Patricia Marroquin Norby MA’01, MFA’02 has a theory: “Indians attract Indians.” Especially in urban areas, she believes, Indigenous people seek each other out to build community and create together. Named the inaugural associate curator of Native American art at the Metropolitan Museum of Art in 2020, Norby now has a greater platform to put her theory into practice.
A descendant of the Purépecha, Norby knows how valuable it is to have access to cultural traditions and fellowship. Throughout her time at UW–Madison, Indigenous student organizations welcomed Norby and her son into a supportive, active network. The late Truman Lowe MFA’73, a celebrated Ho-Chunk artist and UW professor, also took Norby under his wing and helped prepare her for her current role.
As a curator, Norby brings together Indigenous art and perspectives, attracting Native and non-Native artists and audiences alike. Her debut exhibition at the Met, Water Memories, was inspired by water’s everyday influence on people’s lives. It displayed a collection of photographs, videos, toys, and more, underscored with personal narratives from Indigenous people reflecting on their relationship with water.

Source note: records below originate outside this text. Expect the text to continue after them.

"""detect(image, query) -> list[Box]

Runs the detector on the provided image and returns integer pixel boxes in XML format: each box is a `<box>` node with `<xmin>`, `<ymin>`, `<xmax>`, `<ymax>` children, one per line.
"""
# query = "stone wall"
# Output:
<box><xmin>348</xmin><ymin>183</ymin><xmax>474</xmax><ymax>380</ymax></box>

“Everybody has a memory of water, whether it’s a negative, positive, or peaceful memory, or a really fun moment,” Norby says. Oceans, streams, faucets, floods, and droughts shape civilizations, human history, and daily life. “That’s why we have the word memories, because the narrative is framed around very intimate moments — memories that each artist or community had in connection to a work on view.”